SharePoint 2010 and Adobe PDF
SharePoint does not do crawl PDFs out of the box.. here is how to get it to do it.
Download and install Adobe’s 64-bit PDF iFilter*1 http://www.adobe.com/support/downloads/detail.jsp?ftpID=4025
Download the Adobe PDF icon (select Small 17 x 17) http://www.adobe.com/misc/linking.html
Give the icon a name or accept the default: ‘pdficon_small.gif’
Save the icon (or copy to) C:\Program Files\Common Files\Microsoft Shared\Web Server Extensions\14\TEMPLATE\IMAGES
Edit the DOCICON.XML file to include the PDF icon
In Windows Explorer, navigate to C:\Program Files\Common Files\Microsoft Shared\Web Server Extensions\14\TEMPLATE\XML
Edit the DOCICON.XML file (I open it in NotePad, you can also use the built-in XML Editor)
Ignore the section <ByProgID> and scroll down to the <ByExtension> section of the file
Within the <ByExtension> section, insert <Mapping Key=”pdf” Value=”pdficon_small.gif” /> attribute. The easiest way is to copy an existing one – I usually just copy the line that starts <Mapping Key=”png”… and replace the parameters for Key and Value (see image below)
Save and close the file
Add PDF to the list of supported file types within SharePoint
In the web browser, open SharePoint Central Administration
Under Application Management, click on Manage service applications
Scroll down the list of service apps and click on Search Service Application
Within the Search Administration dashboard, in the sidebar on the left, click File Types
Click ‘New File Type’ and enter PDF in the File extension box.
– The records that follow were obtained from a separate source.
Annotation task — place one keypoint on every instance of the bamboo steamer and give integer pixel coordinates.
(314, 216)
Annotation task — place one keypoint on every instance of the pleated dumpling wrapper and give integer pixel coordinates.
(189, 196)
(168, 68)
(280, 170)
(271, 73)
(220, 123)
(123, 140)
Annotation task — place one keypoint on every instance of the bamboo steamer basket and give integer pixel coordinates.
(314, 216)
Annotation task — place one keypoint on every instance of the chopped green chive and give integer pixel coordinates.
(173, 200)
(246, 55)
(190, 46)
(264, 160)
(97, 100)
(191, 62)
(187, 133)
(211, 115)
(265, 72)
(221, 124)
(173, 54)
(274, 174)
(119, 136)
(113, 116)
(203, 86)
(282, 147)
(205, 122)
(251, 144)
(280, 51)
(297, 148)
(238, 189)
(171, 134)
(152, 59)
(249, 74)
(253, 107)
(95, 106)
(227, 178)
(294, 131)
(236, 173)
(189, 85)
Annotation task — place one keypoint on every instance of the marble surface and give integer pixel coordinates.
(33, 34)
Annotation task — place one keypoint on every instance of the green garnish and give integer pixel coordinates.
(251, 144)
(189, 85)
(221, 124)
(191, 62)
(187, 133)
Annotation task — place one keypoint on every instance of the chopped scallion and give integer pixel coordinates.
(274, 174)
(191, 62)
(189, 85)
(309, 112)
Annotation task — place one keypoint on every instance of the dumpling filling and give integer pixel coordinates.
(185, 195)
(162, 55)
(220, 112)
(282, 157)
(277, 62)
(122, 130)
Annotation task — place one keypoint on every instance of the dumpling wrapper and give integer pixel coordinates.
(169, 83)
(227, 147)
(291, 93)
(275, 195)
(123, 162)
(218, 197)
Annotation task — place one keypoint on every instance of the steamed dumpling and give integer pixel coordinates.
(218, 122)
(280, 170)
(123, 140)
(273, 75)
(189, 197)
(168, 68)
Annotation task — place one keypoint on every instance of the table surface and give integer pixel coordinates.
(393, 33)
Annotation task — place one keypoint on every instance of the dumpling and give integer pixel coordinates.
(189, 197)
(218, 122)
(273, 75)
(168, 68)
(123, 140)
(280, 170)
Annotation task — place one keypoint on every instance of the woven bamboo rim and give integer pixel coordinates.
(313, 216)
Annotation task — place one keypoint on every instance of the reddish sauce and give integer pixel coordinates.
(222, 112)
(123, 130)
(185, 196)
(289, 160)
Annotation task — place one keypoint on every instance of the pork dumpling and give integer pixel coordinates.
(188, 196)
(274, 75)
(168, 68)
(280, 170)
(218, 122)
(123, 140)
Click OK
Scroll down the list of file types and check that PDF is now listed and displaying the pdf icon.
Close the web browser
IISRESET twice
Perform a full crawl of your index. Note: An incremental crawl is not sufficient.
The Quick and Easy PS Way
Thanks to Johan Skoglund, what a legend, what a champion, link
# Configure-pdf-search.ps1
# johan@dgk.se, 2010-12-28
# http://itbloggen.se/cs/blogs/josko/
#
# This script adds the functionality to crawl and index content of pdf files in SharePoint 2010
# The script will:
# - download and install iFilter 9 x64 from Adobe
# - download and install the pdf icon from Adobe (including adding the pdf icon file to the docicons.xml file)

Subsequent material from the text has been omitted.